Лев не пишет, как ему удалось организовать лабораторию по изучению рака, но когда удалось, он получил почти все оборудование из института, где работал раньше, и всю необходимую литературу, в том числе и иностранную. Для ученых, находившихся на воле, это было почти невозможно.

"Было много времени, чтобы думать и планировать во всех деталях каждый опыт. По особому разрешению можно было оставаться в лаборатории допоздна, и я широко пользовался этим. В лагере я уже наладил научно-исследовательскую работу, но было очень трудно с животными. Заключенные за табак ловили мне домашних и полевых мышей, но на них было трудно экспериментировать. Здесь, на "шарашке", к моим услугам было все необходимое. Работа быстро наладилась и развивалась успешно. Это было громадное наслаждение - оставаться одному в лаборатории, читать, думать, экспериментировать, забывать обо всем остальном.

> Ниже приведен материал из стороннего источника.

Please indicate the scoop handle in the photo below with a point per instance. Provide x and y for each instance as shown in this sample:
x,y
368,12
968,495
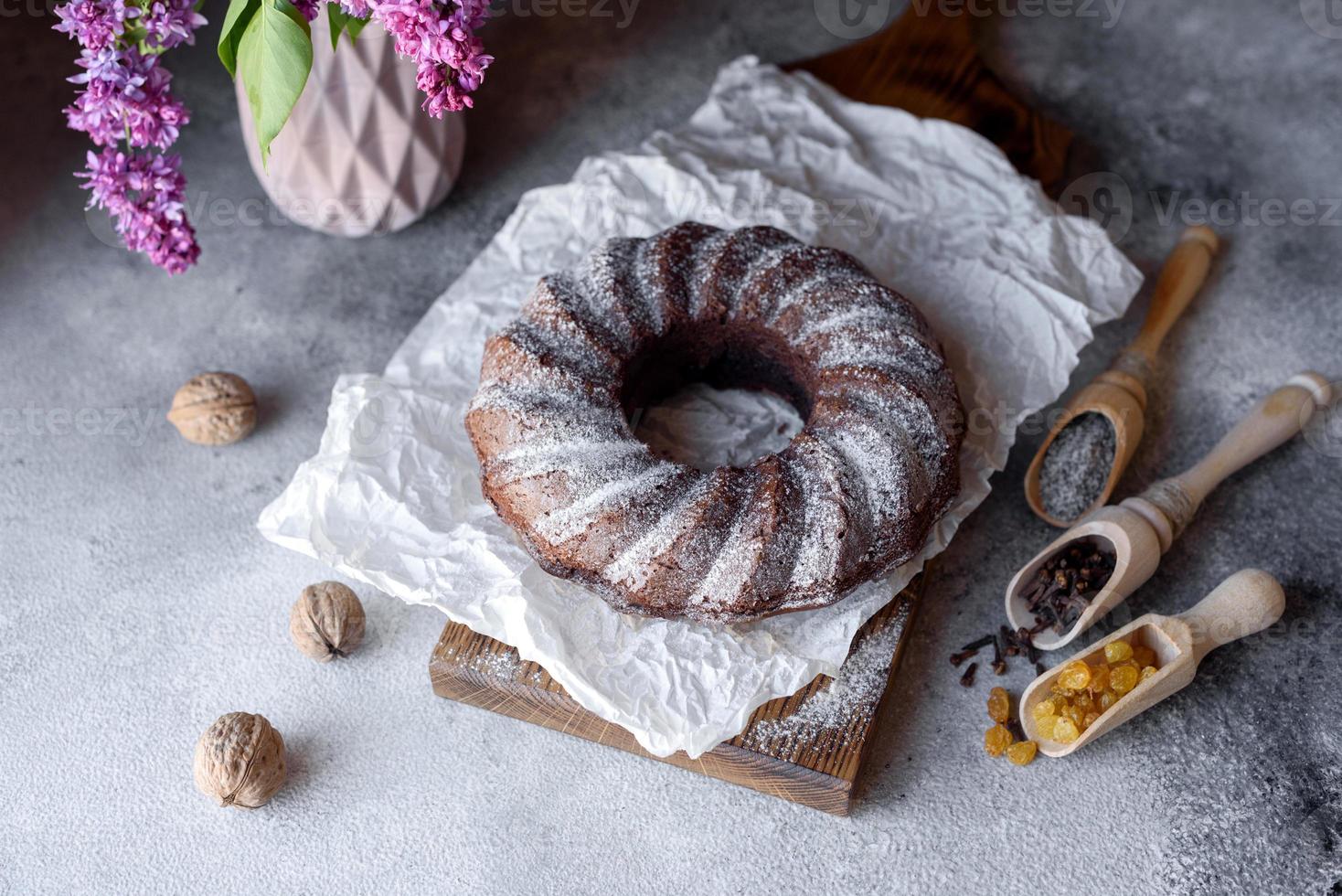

Наши лаборатории помещались, по-видимому, на каком-то химическом заводе в расстоянии 7-10 минут ходьбы от корпуса, где мы жили. Когда конвойный водил нас туда и обратно, мы проходили мимо зенитной батареи, и несколько девушек-крас-ноармейцев недоуменно смотрели на нас. Как-то одна из них обратилась ко мне: "Дед, а дед, скажи, сколько время?" Мне тогда не было еще и 50 лет. Неужели я уже выглядел дедом? Я не чувствовал себя стариком. Я был полон решимости продолжать бороться за свое освобождение, голова была полна идей, связанных с моей работой, казалось, я мог бы двигать горы, если бы мне дали свободу".

Тогда-то и были заложены основы вирусной теории рака, получившей впоследствии мировое признание.

Когда Лев подошел к первому, едва наметившемуся ее подтверждению, он потребовал встречи с начальником "шарашки", комиссаром второго ранга. Это было очень высокое звание.

Вот сцена этой встречи:

"Конвойный открыл дверь и приказал:

- Входи!

Комиссар второго ранга сидел за столом лицом ко мне. Седеющий, начинающий полнеть, хорошо выбритый, он смотрел на меня ленивым недовольным взглядом. Круглое лицо, безучастные, выцветшие голубые глаза.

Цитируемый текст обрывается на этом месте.